11. The closely related wild-type DNA target sequence differs from the mutant DNA target sequence by one base. The method according to any one of claims 7 to 10.
12. The docking sequence hybridizes with mutant and wild-type DNA target sequences at the primer annealing temperature. The method according to any one of claims 7 to 11.
13. The primer-dependent amplification mixture of step (b) further comprises homogeneous fluorescence detection means for detecting the amplification product, and Step (d) includes detecting at least one mutant DNA target sequence by measuring the fluorescence intensity emitted from the homogeneous fluorescence detection means. The method according to any one of claims 7 to 12.

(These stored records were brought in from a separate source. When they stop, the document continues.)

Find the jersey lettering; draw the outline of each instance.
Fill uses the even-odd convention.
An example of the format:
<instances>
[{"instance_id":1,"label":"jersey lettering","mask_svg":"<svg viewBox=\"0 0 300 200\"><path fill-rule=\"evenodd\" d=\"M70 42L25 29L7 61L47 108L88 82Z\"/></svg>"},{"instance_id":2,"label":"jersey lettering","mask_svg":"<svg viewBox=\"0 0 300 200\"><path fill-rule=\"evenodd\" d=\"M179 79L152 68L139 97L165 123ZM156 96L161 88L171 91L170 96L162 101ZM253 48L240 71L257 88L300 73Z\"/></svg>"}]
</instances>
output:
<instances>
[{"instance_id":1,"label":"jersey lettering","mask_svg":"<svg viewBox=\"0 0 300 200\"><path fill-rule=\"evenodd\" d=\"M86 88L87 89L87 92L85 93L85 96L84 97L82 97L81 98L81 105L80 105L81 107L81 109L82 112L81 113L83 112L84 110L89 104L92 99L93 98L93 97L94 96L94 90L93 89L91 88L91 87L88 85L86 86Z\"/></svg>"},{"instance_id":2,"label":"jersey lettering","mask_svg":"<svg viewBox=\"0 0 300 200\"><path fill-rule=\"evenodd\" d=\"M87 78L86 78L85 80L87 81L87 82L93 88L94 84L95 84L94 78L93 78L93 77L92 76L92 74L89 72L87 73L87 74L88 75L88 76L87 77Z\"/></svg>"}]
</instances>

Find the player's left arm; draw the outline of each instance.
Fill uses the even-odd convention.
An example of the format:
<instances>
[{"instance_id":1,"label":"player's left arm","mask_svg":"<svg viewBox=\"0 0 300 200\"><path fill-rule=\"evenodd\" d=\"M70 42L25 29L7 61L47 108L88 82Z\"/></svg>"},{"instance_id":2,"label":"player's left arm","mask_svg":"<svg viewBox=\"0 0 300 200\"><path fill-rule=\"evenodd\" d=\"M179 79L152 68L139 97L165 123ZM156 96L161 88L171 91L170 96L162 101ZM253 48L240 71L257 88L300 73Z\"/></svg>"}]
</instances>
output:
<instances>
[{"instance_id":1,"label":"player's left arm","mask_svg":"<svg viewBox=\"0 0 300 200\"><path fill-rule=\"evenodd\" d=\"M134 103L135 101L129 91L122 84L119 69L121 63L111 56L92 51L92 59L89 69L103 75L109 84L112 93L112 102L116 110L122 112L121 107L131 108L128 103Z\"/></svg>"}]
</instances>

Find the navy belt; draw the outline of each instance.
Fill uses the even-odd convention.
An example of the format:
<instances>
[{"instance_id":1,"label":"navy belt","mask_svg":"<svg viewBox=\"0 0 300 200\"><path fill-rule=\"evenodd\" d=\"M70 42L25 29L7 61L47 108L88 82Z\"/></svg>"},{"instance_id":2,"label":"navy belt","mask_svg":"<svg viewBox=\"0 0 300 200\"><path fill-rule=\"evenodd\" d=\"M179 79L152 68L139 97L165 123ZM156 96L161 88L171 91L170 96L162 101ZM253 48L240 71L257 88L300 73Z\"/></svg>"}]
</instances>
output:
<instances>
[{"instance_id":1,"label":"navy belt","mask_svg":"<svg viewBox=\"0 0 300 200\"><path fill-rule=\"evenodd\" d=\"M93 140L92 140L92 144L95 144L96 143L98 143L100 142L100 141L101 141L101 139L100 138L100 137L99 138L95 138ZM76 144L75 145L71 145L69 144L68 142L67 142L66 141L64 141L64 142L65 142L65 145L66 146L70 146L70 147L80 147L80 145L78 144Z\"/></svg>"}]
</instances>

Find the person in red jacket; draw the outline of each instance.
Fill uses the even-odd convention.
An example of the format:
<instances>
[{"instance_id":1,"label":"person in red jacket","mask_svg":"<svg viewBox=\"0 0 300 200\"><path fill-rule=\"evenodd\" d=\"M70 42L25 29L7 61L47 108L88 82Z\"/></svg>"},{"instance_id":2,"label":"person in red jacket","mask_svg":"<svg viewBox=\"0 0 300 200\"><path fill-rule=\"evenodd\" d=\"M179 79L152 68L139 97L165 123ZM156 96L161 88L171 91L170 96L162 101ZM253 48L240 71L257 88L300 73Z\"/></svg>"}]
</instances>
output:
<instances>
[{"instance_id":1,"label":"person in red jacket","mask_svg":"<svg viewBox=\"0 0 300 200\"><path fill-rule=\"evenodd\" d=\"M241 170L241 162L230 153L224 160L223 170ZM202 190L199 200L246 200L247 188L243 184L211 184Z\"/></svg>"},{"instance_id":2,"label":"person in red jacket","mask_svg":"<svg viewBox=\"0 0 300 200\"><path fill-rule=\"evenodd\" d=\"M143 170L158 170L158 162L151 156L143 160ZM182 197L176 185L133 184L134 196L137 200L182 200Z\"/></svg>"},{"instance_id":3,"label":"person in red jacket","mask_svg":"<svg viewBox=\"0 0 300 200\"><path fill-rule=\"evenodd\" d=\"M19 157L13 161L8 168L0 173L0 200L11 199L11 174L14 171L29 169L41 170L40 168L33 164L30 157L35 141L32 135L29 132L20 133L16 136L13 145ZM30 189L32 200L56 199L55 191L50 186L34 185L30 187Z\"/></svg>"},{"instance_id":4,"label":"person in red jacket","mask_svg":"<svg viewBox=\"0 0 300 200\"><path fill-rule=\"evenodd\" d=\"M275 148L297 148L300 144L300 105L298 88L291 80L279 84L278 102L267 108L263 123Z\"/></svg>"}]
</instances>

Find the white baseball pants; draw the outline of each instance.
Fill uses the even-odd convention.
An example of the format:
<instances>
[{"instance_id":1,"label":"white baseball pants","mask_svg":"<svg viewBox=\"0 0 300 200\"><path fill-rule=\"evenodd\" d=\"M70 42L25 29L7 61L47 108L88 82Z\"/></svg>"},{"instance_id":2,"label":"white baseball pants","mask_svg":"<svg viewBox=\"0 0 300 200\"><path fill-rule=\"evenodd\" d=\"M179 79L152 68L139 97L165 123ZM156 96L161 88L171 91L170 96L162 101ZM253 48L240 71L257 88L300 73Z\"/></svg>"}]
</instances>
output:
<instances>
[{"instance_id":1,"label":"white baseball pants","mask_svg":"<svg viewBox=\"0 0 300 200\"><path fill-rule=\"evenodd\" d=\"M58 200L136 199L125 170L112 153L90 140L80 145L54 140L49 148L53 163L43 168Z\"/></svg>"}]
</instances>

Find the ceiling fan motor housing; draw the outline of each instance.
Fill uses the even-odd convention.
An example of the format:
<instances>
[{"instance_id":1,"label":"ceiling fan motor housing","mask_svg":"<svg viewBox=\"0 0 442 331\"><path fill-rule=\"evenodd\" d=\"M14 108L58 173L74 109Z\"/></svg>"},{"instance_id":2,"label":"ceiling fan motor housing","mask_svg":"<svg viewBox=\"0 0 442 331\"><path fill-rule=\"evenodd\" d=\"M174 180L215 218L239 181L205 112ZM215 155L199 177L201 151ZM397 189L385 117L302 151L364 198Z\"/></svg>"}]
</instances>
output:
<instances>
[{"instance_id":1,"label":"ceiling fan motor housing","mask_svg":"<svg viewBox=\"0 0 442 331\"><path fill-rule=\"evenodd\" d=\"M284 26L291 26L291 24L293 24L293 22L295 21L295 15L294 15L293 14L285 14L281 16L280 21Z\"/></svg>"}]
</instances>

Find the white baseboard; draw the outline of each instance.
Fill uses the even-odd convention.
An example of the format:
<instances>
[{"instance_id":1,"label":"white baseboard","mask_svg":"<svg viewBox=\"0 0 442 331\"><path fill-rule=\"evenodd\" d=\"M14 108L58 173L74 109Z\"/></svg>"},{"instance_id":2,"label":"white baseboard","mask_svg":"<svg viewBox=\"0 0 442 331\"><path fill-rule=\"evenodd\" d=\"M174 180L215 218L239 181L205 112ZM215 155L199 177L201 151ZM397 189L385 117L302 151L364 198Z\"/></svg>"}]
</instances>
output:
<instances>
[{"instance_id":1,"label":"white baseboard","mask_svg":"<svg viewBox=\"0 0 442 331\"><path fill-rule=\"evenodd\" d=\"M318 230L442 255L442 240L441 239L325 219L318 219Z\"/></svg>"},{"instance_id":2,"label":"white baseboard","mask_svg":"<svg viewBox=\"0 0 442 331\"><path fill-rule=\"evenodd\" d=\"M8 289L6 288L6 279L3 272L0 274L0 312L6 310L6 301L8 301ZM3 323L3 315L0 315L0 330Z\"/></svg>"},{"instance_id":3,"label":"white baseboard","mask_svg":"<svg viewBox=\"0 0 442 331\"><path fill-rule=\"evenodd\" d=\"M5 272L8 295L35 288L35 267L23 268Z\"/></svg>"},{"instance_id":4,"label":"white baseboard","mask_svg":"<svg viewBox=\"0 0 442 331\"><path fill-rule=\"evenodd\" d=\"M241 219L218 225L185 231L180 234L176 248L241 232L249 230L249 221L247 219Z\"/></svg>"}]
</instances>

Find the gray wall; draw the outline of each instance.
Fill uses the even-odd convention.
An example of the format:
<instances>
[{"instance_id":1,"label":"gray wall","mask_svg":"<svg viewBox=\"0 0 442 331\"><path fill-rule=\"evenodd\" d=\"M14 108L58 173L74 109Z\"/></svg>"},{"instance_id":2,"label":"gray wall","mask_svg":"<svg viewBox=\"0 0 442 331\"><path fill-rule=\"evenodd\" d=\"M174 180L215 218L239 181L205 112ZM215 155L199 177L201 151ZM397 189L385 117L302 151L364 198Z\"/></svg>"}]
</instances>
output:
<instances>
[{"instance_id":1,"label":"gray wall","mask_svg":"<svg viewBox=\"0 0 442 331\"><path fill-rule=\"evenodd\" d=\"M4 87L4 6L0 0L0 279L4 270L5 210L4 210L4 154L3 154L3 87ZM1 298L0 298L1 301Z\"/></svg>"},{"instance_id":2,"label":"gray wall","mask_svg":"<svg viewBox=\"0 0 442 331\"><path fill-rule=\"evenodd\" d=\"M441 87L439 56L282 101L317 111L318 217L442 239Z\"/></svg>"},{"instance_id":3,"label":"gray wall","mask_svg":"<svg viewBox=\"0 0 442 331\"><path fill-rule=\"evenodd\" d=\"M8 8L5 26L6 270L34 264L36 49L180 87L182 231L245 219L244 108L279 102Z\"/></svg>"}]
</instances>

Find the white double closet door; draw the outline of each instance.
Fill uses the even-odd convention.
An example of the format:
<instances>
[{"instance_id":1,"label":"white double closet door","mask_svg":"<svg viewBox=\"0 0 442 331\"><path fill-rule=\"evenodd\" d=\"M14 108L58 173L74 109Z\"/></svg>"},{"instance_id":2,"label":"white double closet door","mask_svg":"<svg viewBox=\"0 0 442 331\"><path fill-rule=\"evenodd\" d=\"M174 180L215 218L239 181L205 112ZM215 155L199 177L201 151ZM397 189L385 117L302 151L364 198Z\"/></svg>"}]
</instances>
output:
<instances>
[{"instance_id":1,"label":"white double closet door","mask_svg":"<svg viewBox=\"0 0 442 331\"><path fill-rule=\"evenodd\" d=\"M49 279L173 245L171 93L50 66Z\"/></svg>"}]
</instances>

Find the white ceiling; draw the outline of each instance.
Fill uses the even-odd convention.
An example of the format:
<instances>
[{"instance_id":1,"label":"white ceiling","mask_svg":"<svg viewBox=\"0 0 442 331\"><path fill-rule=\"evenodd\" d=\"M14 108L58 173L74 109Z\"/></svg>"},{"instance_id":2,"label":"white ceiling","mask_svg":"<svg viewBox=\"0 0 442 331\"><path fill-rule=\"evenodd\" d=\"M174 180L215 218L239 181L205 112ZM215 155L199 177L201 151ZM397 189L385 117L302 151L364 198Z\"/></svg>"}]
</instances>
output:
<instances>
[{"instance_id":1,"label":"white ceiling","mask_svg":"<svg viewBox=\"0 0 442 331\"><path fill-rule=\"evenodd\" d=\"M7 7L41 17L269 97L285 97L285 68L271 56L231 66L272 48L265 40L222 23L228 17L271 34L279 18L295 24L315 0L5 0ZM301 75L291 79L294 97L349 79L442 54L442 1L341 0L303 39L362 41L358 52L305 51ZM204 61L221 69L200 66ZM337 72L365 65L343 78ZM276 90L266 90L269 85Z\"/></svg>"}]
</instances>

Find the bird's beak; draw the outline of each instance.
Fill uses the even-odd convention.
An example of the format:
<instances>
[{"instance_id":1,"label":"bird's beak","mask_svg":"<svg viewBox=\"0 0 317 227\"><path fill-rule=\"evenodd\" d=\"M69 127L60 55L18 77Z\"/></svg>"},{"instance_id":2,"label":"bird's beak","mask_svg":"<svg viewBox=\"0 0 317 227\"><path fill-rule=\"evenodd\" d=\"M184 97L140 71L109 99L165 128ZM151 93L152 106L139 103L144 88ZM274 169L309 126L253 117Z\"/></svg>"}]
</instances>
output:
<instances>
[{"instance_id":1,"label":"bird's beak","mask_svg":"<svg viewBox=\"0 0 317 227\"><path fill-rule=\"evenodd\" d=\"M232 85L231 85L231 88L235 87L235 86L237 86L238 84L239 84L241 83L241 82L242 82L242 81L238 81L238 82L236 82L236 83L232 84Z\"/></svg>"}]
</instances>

14. The primer-dependent amplification and detection method is polymerase chain reaction (PCR), and the detection is real-time (RT) detection. The method according to claim 13.
15. For each mutant DNA target sequence, a mixture containing 10,000 copies of closely related wild-type DNA target sequences that differ from the mutant DNA target sequence by only one or two base pairs can amplify and detect at least one mutant DNA target sequence, of which only 10 copies exist, in the sample. The method according to any one of claims 7 to 14.